Q: How is the codebase available?
- A: The codebase is available in AWS S3 as a .whl file, .zip file, and a lambda layer .zip file.
Q: What is the purpose of using a pushdown query for JDBC extract?
- A: A pushdown query, also known as a “predicate pushdown”, is a way to optimize the extraction of data from a JDBC
source by reducing the amount of data that needs to be transferred over the network. By specifying a WHERE condition
in
the pushdown query, the JDBC driver can filter the data at the source before sending it to the client, reducing the
amount of data transferred and improving performance.
Q: Why is the alias added to the query in the get_pushdown_query() method?
- A: The alias is added to the query to give a name to the temporary table that is created when the query is run. This
can be useful for referencing the table in subsequent queries or for referencing the table’s columns.
Q: How does the extract pipeline work?
- A: The extract pipeline is a series of steps that are executed to extract data from a JDBC source and save it to an S3
bucket. The pipeline starts with a Lambda function that is responsible for consuming the event payload, which contains
a list of tables to extract and additional data needed for the job. This function then sends the payload to an AWS
Step Function that triggers an extract job. The pipeline then iterates through the list of tables to extract, and for
each table, it determines the appropriate extract plan and updates the extract tracking table in DynamoDB. The
pipeline then uses Glue to start the extract job run using the input arguments constructed from the event payload, and
it saves the extracted data to an S3 bucket.

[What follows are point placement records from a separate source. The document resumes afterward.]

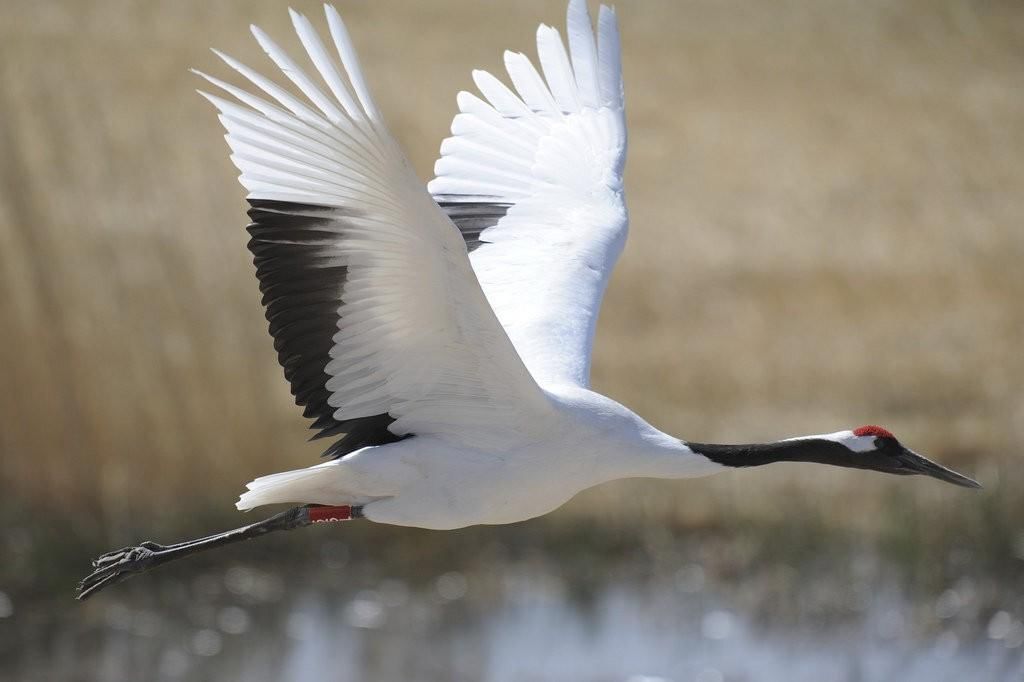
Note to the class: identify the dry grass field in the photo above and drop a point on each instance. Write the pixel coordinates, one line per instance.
(827, 229)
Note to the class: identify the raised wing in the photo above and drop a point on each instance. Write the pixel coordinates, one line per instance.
(379, 322)
(534, 178)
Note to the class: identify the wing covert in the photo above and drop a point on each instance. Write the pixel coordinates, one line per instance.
(378, 320)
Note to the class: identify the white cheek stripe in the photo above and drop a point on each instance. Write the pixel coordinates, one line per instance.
(856, 443)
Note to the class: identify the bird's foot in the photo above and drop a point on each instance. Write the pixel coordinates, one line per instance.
(119, 565)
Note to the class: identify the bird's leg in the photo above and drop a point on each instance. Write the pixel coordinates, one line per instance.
(123, 563)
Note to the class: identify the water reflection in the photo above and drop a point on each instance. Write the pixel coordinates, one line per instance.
(520, 623)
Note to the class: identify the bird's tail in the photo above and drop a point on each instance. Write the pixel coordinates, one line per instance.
(299, 486)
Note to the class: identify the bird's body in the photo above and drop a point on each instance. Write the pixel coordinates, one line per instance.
(440, 335)
(586, 439)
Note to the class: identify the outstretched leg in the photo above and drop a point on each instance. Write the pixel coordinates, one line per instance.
(121, 564)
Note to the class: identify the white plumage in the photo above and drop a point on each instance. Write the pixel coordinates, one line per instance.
(440, 335)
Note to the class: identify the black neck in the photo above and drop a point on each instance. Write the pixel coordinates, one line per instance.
(754, 455)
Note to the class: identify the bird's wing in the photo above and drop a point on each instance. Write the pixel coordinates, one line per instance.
(534, 178)
(377, 316)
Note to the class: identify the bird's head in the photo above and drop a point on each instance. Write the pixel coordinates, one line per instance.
(877, 449)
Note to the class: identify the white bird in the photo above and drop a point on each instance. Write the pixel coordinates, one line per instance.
(441, 334)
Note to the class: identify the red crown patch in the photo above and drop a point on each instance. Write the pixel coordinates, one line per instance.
(877, 431)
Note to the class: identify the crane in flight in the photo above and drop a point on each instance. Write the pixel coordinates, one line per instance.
(439, 336)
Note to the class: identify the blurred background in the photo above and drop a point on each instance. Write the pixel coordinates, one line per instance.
(827, 204)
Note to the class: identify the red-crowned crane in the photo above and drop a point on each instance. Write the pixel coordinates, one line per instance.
(440, 334)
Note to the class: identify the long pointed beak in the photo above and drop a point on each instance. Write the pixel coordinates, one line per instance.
(915, 464)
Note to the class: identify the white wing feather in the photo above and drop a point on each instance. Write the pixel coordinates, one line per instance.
(555, 154)
(417, 338)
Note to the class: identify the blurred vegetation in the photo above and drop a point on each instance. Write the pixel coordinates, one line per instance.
(826, 200)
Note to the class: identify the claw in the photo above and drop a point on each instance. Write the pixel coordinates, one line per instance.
(118, 565)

Q: What is the extract config manager in the pipeline?
- A: The extract config manager is a Lambda function that is responsible for consuming the event payload, which contains
a list of tables to extract and additional data needed for the job. This function then constructs the input arguments
for the extract jobs and sends the payload to the AWS Step Function that triggers the extract job.
Q: What is the extract tracking table?
- A: The extract tracking table is a DynamoDB table that is used to store information about the progress of the extract
pipeline. This table contains information such as the last successful high watermark value, the last successful low
watermark value, and the status of the extract job.
Q: How does the pipeline determine the appropriate extract plan?
- A: The pipeline determines the appropriate extract plan by comparing the provided high watermark value and low
watermark value with the values stored in the extract tracking table. If the provided values are not specified, the
pipeline will use the values stored in the extract tracking table.
Q: What is the Glue job responsible for in the pipeline?
- A: The Glue job is responsible for running the extract job using the input arguments constructed from the event
payload. It reads the data from the JDBC source using the pushdown query and saves the extracted data to an S3 bucket.